07 Apr How Long Do I Have to Wait After Tooth Extraction to Get Dental Implants?
Every patient is different and each case is decided upon on its unique merits and clinical situation. Sometimes you can have an immediate implant placed right after the tooth is extracted.
Other times, it is best to wait 3-6 months for the site to heal and regenerate before the implant is placed. Some factors that would influence this would be:
- Skill and experience of the dental surgeon
- Presence of any pre-existing infection in the surgical site
- The extent and severity of such an infection if present
- Whether extensive bone and soft tissue grafting Is required at the surgical site
- The level of aesthetic concerns of the patient.
- The financial budget of the patient
How Do I Know If My Dental Implants are Osseointegrated?
If there is osseointegration failure, typically how it presents itself is that the implant is loose, no longer firm in the gum or bone. Otherwise, the implant is wobbly and it happens sometimes due to an infection.
So we always look out for swelling, pus, or abscess, anything that could indicate an infection in that area. If the surgical site is infected and osseointegration occurs then I’m afraid the immediate implant has to be removed and we have to start all over again.
We remove the immediate implant, maybe put a bone graft in, and then we transfer the case to a delayed implant. So if the immediate implant fails the first time, I will always have the second attempt be a delayed implant if the first one fails.

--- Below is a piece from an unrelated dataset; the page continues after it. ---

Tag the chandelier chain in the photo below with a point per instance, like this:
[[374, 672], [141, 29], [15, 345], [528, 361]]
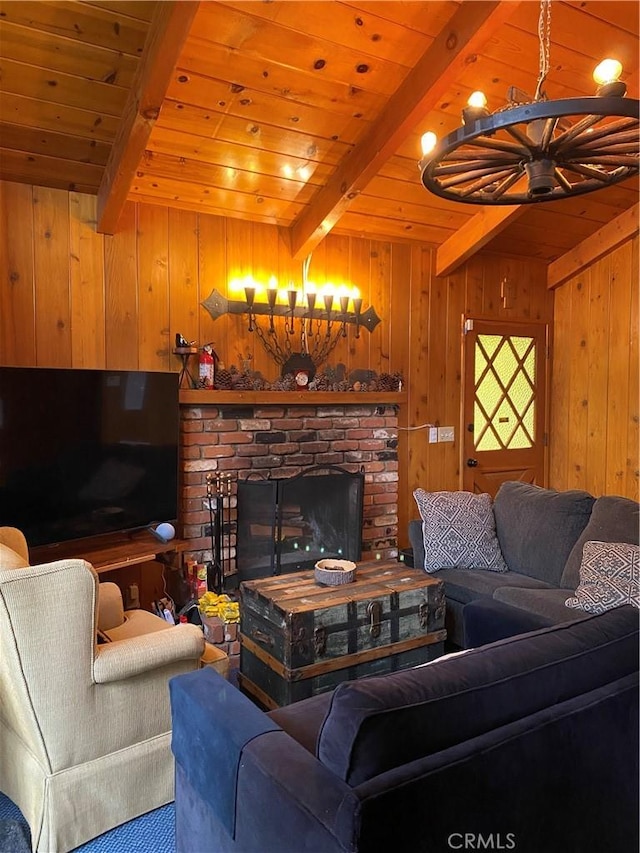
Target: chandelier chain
[[544, 36]]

Are Dental Implants Painful?
The truth is there are many variables that might contribute to whether or not a patient experiences pain when undergoing dental implant surgery. Some examples of these variables are:
- Subjective pain threshold of the patient.
- Medical health status of the patient.
- Whether or not the planned surgery can be done in a minimally invasive way to minimize surgical trauma (for eg: computer guided keyhole surgery).
- Whether or not there are anatomical risks near to the dental implant site, for example: major nerves, blood vessels or the maxillary sinuses.
- Whether or not extensive bone grafting and/or gum grafting is needed in conjunction with the dental implant surgery.
- Whether or not the patient is known to have a resistance to local anesthesia.
- Whether or not the patient has extreme dental fear and anxiety.
- Whether or not multiple implants are planned in one surgical procedure.
- The skill and experience of the dental surgeon.
- The interplay of these 9 variables makes it hard for any dental surgeon to promise with a 100% certainty that the surgery will be absolutely painless 100% of the time for 100% of all patients.
However, from my years of experience, the only way I would guarantee a pain free procedure 100% of the time is by offering intravenous sedation or full general anesthesia.
These sedation options are commonly chosen by my patients, and there are instances when I would not proceed with dental implant surgery unless the patient agrees to sedation.
Any post-surgical pain and discomfort can be easily managed with effective medication and adequate rest. Again, the risk of post surgery pain and discomfort is also influenced by the variables above.
Generally speaking, the easier and less traumatic the surgery, the less the pain should be. And this may sound clichéd, but the skill of the surgeon is probably the most important factor!
Will Dental Implants Feel Different from Other Teeth?
It might feel a bit strange at first, but you will soon get used to it just like how a new pair of shoes may feel strange in the beginning.
How Long Do Dental Implants Last?
If maintained well and if the patient has a good balanced bite with no parafunctional habits, dental implants can last a lifetime!